無言で繰り返すシェゾは、落ち着き涙の止まった私を確認すると その手を下ろしゆっくりと立ち上がった。
私は顔を上げられなかった。

「それでは私は行く。
 夕食前までには顔を出しておいた方がいい。
 父上も可愛い妹に会いたいと、国に居た頃から仰っていたからな」

休み中にすまなかった、と静かに去っていこうとする彼に、 その権利もないはずの私はそれなのに思わず声を出し制す。

「…待ってっ!」

扉を開けようとその手をかけたまま、シェゾが振り向く。
ほんの少しだけ視線をずらして、顔を無理矢理上げる。
瞳は見れない。

「何しに、ここに来たの…?
 用事でもあったんじゃ……」

 シェゾは少し黙り、そして――


「お前が泣いていると思ったから」


 そう言って、扉の向こうに消えていった。


 パタリ


「…バカな人……」

本当にバカな人。
望めばきっともっと多くを手にできるのに。

 私よりも、もっと素敵な人を望めるのに。

残された私はフラフラと立ち上がり、先程抜け出したばかりの寝台に また身を任せる。
目を閉じれば、今なら眠れる気がした。




「ねぇ、シュア。
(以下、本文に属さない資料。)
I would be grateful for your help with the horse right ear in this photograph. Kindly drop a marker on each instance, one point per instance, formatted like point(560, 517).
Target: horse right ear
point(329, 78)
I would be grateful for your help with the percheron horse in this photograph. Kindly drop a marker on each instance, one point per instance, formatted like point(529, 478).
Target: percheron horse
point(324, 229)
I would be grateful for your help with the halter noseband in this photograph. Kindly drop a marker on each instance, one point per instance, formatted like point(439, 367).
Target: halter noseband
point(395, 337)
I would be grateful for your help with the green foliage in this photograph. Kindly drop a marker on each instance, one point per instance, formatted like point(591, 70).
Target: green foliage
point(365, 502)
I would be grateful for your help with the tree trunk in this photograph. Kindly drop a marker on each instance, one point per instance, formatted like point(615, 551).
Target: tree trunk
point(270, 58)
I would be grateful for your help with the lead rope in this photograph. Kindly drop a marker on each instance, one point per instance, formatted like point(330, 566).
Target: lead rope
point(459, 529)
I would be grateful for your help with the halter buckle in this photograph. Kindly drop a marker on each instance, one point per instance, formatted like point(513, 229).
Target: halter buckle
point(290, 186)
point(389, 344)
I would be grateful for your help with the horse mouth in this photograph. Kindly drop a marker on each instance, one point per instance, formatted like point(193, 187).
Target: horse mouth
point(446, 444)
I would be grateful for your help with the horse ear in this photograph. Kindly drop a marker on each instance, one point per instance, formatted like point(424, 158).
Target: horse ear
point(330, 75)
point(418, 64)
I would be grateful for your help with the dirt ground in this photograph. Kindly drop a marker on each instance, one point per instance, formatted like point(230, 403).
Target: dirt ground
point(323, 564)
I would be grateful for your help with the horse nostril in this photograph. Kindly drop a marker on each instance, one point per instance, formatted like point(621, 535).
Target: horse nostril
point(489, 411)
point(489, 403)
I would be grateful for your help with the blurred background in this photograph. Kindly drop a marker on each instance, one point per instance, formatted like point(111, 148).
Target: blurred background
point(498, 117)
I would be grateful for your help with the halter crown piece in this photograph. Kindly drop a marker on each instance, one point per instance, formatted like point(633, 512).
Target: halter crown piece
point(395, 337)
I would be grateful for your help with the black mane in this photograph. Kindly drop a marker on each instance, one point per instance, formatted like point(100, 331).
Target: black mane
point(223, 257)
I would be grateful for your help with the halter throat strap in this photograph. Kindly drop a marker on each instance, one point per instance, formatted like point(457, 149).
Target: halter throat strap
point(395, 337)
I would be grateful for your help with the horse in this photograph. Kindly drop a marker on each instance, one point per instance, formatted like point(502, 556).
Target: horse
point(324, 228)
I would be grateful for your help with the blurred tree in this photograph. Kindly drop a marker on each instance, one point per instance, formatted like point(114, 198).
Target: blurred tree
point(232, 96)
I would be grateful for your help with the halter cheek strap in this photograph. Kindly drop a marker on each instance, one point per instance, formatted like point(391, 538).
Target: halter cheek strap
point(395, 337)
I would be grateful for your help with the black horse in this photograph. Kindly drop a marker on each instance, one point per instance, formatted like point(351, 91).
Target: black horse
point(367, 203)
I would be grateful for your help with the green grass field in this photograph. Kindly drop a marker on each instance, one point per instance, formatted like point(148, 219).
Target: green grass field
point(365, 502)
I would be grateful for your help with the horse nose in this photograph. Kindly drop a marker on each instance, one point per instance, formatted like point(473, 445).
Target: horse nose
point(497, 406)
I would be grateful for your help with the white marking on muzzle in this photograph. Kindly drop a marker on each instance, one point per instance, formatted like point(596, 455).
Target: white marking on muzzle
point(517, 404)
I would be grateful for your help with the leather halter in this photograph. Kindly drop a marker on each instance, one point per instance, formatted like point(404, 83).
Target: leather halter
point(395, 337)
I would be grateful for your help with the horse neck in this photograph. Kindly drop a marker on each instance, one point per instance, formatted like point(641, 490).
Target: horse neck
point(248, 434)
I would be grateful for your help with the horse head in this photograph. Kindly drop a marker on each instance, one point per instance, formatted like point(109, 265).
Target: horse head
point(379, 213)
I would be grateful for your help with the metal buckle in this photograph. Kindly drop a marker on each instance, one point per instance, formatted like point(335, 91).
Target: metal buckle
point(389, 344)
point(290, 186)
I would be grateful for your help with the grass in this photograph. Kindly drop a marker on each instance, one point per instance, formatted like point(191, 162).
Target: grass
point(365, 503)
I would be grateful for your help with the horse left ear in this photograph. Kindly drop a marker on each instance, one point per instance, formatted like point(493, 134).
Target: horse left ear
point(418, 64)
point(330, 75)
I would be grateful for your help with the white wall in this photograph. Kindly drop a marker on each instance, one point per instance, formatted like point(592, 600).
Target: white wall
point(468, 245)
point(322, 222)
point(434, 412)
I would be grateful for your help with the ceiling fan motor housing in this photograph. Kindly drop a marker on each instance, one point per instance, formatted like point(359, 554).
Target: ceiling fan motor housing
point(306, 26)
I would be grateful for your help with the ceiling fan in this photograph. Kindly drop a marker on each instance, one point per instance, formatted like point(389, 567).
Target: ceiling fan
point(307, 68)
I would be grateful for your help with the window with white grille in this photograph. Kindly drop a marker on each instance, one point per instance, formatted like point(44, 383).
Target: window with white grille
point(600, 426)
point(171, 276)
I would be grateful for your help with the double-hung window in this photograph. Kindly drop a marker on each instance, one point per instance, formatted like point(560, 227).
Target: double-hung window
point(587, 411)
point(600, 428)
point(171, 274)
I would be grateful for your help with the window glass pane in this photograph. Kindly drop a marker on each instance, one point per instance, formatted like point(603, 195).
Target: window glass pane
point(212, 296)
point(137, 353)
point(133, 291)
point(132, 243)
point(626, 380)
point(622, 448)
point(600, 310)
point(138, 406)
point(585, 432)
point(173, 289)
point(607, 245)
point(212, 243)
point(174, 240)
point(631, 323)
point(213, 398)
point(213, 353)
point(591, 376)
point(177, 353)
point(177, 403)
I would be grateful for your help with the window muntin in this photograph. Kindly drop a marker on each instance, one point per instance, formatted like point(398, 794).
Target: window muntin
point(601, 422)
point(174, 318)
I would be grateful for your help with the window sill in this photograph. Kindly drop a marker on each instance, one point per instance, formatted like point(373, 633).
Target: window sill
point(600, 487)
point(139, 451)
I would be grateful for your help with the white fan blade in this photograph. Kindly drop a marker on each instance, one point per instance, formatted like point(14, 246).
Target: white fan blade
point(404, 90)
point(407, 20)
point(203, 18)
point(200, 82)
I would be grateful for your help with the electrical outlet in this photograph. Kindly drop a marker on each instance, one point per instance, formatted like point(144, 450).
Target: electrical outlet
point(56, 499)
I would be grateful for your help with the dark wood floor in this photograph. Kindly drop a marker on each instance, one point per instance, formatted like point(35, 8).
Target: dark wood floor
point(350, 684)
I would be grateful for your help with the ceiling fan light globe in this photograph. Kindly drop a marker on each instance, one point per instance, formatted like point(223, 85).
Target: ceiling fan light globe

あたしあなたのことが気に入ったわ」
「…な、何を仰ってるんです?ラスティア公女」
「やだ、ラスって呼んでよ。他人行儀で嫌よ」
「そ、そう仰られても……」
「まぁいいわ。その内慣れるわよね。
 それよりシュア。あたしね、あなたが好きなの。
 だから決めたわ。
 あたしあなたのお嫁さんになるっ!」
「えっ?!…え、いや、ラスティア公女…?」
「どんな人かと思ってたけれど、お祖父様に似てとてもカッコイイわ。
 皆意地悪よね。誰もあたしに教えてくれないんだもの。
 叔父と姪って立場だけど、あたしは全然気にしないわ。
 愛があればそんなもの!
 ってことで、よろしくね?シュア!」
「えっ、えっ、いえ、あの、私は……。
 母上も何面白がって、って婚約?!
 わ、私はまだ未熟で、その、だから……っ」
「早くあたしを幸せにしてね、シュアっ」




「シュア…」

 止まったはずの涙が、一粒伝って吸い込まれていった。


 ねぇ、シェゾ?

 本当にバカなのは、

 きっと私自身なのよね。


「…シュア」


 一月後、二人は正式に婚約を交わした。